In 1905, Mrs. Alice M. Butler started receiving attention in the press as an example of what a determined woman could do. She said, “I find it easier to capitalize a $2,000,000 or $3,000,000 project than a $500,000 proposition.” Another newspaper described her as being a hustler, but quiet-voiced and ladylike, and also unassuming and extremely modest. She said capitalists did not care if a man or woman had an idea as long as the capitalist made money. Politicians always treated her like a lady, and she was always on the go. In 1907, she was back in Iowa working on a Davenport-Dubuque interurban project. The Topeka Daily State Journal in October 1907, said, “Mrs. Butler is a shrewd business woman and had made a success of all the enterprises she has entered. She had promoted more miles of electric road in Iowa that any man.”
It appears 1908 was not a good year for Mrs. Alice M. Butler. In January, she was granted a divorce from C. F. Butler on grounds of desertion dating back to November 1903. Then, 24 hours later, she secretly married S. F. Moore, the chief civil engineer on her projects. This took place after she had been forced into bankruptcy by creditors when her St. Joseph project failed. At that point in her life her assets were just her clothing and personal effects worth $150. And she owed S. F. Moore, her chief civil engineer, almost $7,000, for work he had done for her. This debt was canceled when she married him. Quite a woman.

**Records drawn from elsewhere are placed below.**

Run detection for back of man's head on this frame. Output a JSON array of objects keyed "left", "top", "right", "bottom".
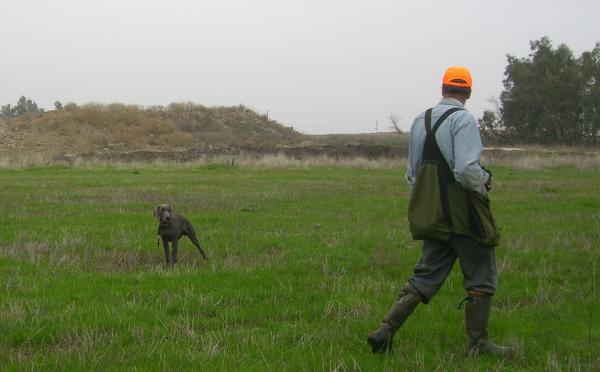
[{"left": 442, "top": 66, "right": 473, "bottom": 100}]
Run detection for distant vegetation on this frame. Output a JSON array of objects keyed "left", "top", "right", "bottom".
[
  {"left": 0, "top": 102, "right": 302, "bottom": 153},
  {"left": 479, "top": 37, "right": 600, "bottom": 146}
]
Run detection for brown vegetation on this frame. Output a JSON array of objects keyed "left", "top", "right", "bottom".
[{"left": 0, "top": 103, "right": 407, "bottom": 164}]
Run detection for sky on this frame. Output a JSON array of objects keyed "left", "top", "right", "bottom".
[{"left": 0, "top": 0, "right": 600, "bottom": 134}]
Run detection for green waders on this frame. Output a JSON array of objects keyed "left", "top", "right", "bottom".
[
  {"left": 465, "top": 293, "right": 514, "bottom": 356},
  {"left": 367, "top": 283, "right": 421, "bottom": 353}
]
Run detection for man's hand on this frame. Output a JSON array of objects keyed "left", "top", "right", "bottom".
[{"left": 481, "top": 165, "right": 492, "bottom": 191}]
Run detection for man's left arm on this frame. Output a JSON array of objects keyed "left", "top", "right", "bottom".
[{"left": 453, "top": 113, "right": 490, "bottom": 197}]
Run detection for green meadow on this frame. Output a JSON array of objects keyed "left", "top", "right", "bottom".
[{"left": 0, "top": 163, "right": 600, "bottom": 371}]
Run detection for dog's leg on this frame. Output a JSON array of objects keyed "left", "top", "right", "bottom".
[
  {"left": 185, "top": 221, "right": 208, "bottom": 260},
  {"left": 171, "top": 240, "right": 179, "bottom": 265},
  {"left": 163, "top": 238, "right": 169, "bottom": 265},
  {"left": 188, "top": 229, "right": 208, "bottom": 260}
]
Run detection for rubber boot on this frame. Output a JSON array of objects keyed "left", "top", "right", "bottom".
[
  {"left": 465, "top": 293, "right": 514, "bottom": 356},
  {"left": 367, "top": 283, "right": 421, "bottom": 353}
]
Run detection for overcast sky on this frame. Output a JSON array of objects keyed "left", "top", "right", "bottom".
[{"left": 0, "top": 0, "right": 600, "bottom": 134}]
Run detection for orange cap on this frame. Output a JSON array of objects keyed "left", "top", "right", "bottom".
[{"left": 442, "top": 66, "right": 473, "bottom": 88}]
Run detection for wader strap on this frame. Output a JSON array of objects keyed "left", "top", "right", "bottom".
[
  {"left": 425, "top": 107, "right": 462, "bottom": 134},
  {"left": 422, "top": 107, "right": 462, "bottom": 227}
]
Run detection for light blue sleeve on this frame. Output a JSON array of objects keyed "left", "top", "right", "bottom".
[
  {"left": 453, "top": 112, "right": 489, "bottom": 197},
  {"left": 406, "top": 117, "right": 423, "bottom": 190}
]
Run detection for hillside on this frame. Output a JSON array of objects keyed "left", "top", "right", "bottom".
[
  {"left": 0, "top": 103, "right": 406, "bottom": 161},
  {"left": 0, "top": 104, "right": 302, "bottom": 154}
]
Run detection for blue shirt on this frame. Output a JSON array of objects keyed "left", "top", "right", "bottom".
[{"left": 406, "top": 98, "right": 489, "bottom": 198}]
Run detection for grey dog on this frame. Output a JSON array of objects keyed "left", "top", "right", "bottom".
[{"left": 154, "top": 204, "right": 208, "bottom": 265}]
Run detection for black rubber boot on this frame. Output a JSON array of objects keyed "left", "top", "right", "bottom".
[
  {"left": 465, "top": 293, "right": 514, "bottom": 357},
  {"left": 367, "top": 284, "right": 421, "bottom": 353}
]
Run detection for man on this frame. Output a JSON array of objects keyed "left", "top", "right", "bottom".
[{"left": 367, "top": 67, "right": 511, "bottom": 355}]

Ever the optimist, she and her new husband were soon at work in promoting an interurban railroad from Peoria to Rock Island, Illinois, having surveyed half the line by October 1908. She told interested parties that the next step was the securing of the right of way. They were mystified by this woman and wanted more information. Mrs. Moore provided this on January 5, 1909, when Mr. Roberts of Roberts & Abbot of Cleveland discussed the engineering phases of her project. Roberts’ company had been involved in building some 150 electric railroads from Pennsylvania to Texas, and Roberts was enthusiastic about the Rock Island-Peoria project. But too many other options by other promoters for the Rock Island-Peoria project caused Mr. and Mrs. S. F. Moore to move on to something new.
Thus in Perrysville, Ohio, Mrs. S. F. Moore organized the Twentieth Century Clay Company with a capital stock of $300,000. It was incorporated in Cleveland in April of 1909. Mr. S. F. Moore and Mrs. Moore’s brother-in-law, C. L. Morton, were among the incorporators. Over time Mrs. S. F. Moore borrowed small sums from the private Perrysville Banking Company to finance the Twentieth Century Clay Company. Her brother-in-law, C. L. Morton, was the cashier at the Perrysville Bank and cleared these loans. In the end, she had borrowed about $10,000 for the clay company. Then she started borrowing money, some $19,000, to promote her Rappahannock railroad effort. Mr. and Mrs. Moore had signed a note as security for these loans, and the bank’s cashier, C. L. Morton, accepted that note. But bank had only $42,000 on deposit and it had to close its doors on Sept. 1, 1911.
Although Mrs. S. F. Moore and her husband appeared in Sperryville in late September 1910, with a proposal for a railroad from Little Washington to Culpeper, the Perrysville Bank failure in 1911 eventually brought that railroad effort to a temporary halt.